39. For completeness, I do not accept that the appellant has a parental relationship with any child except K, who he sees frequently and with Os and Ou who live with him. He does have a relationship with the other children and it is probably an important relationship. He is a guiding, possibly rather avuncular figure, that generally tends to do good in their lives but there is no evidence of taking any realistic parental decisions.
40. I find it is in the best interests of each of the children that the appellant remains in the United Kingdom. Where he has an influence it a positive influence and it best that that continues.
41. Save in the case of the children where there is a parental relationship their best interests are not weighty.
42. However in the case of K there is clear evidence that he is very involved in the child’s life.
43. This is a case where I would have appreciated independent evidence but I also feel the weight of Ms Harris’s observation that it is a privately funded case.
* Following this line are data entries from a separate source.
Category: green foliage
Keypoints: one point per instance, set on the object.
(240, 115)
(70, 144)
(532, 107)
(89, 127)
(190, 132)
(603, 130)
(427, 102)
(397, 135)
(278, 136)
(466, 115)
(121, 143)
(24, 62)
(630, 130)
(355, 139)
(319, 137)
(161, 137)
I must do my best with material that is not as good as I would like it to be.
44. I remind myself that I am required to balance the public interest, which is clearly in favour of deportation, as a starting point against the particular needs of the appellant’s (very) extended family and especially one damaged child suffering from autism.
45. I would not have allowed the appeal for the sake of Os and Ou. Clearly it is best that they continue to be in close contact with their father but the hardship that can be expected to flow from separation is, I find, the normal consequence of deportation. It would be sad but not, I find, unduly harsh.
46. Doing the best I can, I find that the appellant’s deportation would fall very heavily on K. He has already suffered considerable disruption in his life because his mother has had to move house and change schools as his mother’s partner became violent. He is growing up and his father is important to him. His mother is undoubtedly willing and broadly competent but as she has indicated, she has a propensity to mental health difficulties and is being supported herself. I accept the evidence that there are frequent occasions when the appellant accepts a request for immediate help. If the appellant were not there to assist, and her ability to cope would be diminished and without being over-dramatic, it is conceivable that her family life with K and the others would come under enormous strain. I have no doubt that more help would be provided by social services at the public expense but it would not match the help that the appellant provides. It could not. The bond of affection could not be there.
47. In short, I find it probable that the appellant is in a parental relationship with K, I find it probable that the effects of removal would be unduly harsh and I allow the appeal for the sake of K.
48. It is for the respondent to decide how to give effect to my decision but it is unlikely that he will be granted indefinite leave to remain. This case may be looked at again and if the appellant does not continue to be an important part in K’s life it might be hard to succeed in any further application for leave.
49. Nevertheless, for all the reasons given I allow the appeal.
50. For the sake of the child K, this appeal is allowed.
Notice of Decision
The appeal against the Secretary of State’s decision is allowed.